Monday, January 16, 2012

Melancholy Monday

I try to stay away from the melancholy wallow of self-pity, but it seems my blog is the best outlet for the trying times.  You see, I can pour my woes out into the vast universe of cyber-space, convince myself that someout there will listen, care, or maybe even sympathize....and maybe, just maybe - I will feel better having done so.

So here's my attempt at the above-mentioned logic.  Owning a farm is tougher than I ever imagined.  I suppose it wouldn't be so bad if you had a big enough place.  If I had ten boarders, losing one wouldn't be a big deal.  But when you only have a spot for one, or two at most, losing one will devastate you, in the financial sense.  All of a sudden, everything comes crashing down as your sole responsibility once again, and it can be really tough. 

I keep telling myself to hold the course, that everything will fall into place over time.  Sometimes, you just have to take a moment to wallow.  Come on - everyone does it.  I'm not going to pretend that I am any more emotionally mature than the next guy.  I have my breaking points, just like anyone else.  So this morning I have been wallowing, and now, I am trying to make the transition to doing something about it.

Here's my first problem.  I rent my farm.  I don't own it, so I can't afford to sink tons of money (not that I even have it, in the first place!) into the property, knowing I will never have any kind of return on my investment.   Secondly, the property is pretty heavily wooded.  I didn't find it to be that big of a deal, but it is becoming increasingly obvious that this will be a concern for a lot of potential boarders that we have shown around in the past few months.  Thirdly, we are not a fancy facility.  We are fairly basic, but I know we both take a lot of pride in the way we care for our horses.  But we don't have a nice ring to tote in advertisements, we don't have gorgeous three-board fencing, we don't have acres and acres of wide-open grass.  I have managed to be content with exactly what we have available to us - but perhaps that is just the pride of ownership?  Apparently that must be the case, because we can't seem to get anyone else to agree with us.

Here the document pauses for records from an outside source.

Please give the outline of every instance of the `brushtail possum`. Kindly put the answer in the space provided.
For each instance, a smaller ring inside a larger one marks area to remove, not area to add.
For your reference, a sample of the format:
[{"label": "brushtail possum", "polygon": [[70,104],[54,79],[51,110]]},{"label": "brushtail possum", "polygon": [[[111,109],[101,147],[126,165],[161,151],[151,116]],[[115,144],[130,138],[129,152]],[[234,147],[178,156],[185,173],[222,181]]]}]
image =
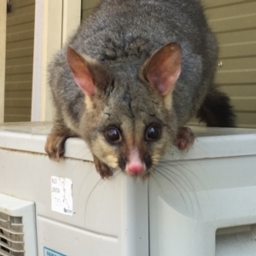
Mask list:
[{"label": "brushtail possum", "polygon": [[148,177],[173,143],[189,148],[193,115],[235,125],[213,84],[217,59],[198,0],[103,0],[49,65],[48,155],[59,160],[67,138],[79,137],[102,177]]}]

Okay, before this post gets any more depressing, it's time to evolve back to my chipper self, and share my plan.  I can't do a lot about problem one, the fact that I don't own the farm.  I basically have to suck it up and deal with it, and try to make the wisest choices possible.  The woods, however, I am preparing to tackle.  I put an inquiry out to my landlord to talk about doing some clearing on the property, and I should hopefully hear something back in the next day or two.  I am considering bringing in a professional to take a lot of the hardwoods out.  It would be a massive undertaking, when you consider the stump grinding, tilling, fertilizing, and seeding it would take to change around the property.  But apparently it may be warranted to make our farm a success.  So we are going to see how that turns out.  One step at a time, right??


  1. One day, when you read about your journey as a piece of your life history, you will feel that the path taken was worth it. Now it's hard, but then... who knows! Keep at it girl! You have the wisdom to work through it.

  2. Sometimes its hard to see the forest for the trees. (Pun intended) I am an advocate of wallowing to a point and then rolling up your sleeves to get work done, which I think is what you are doing. Keep your chin up and eye on the prize.

    I would think if you clear some trail riding paths, that would make the property really attractive to people. I know I love nothing more than riding through the tress (even though I haven't done that in a long time.)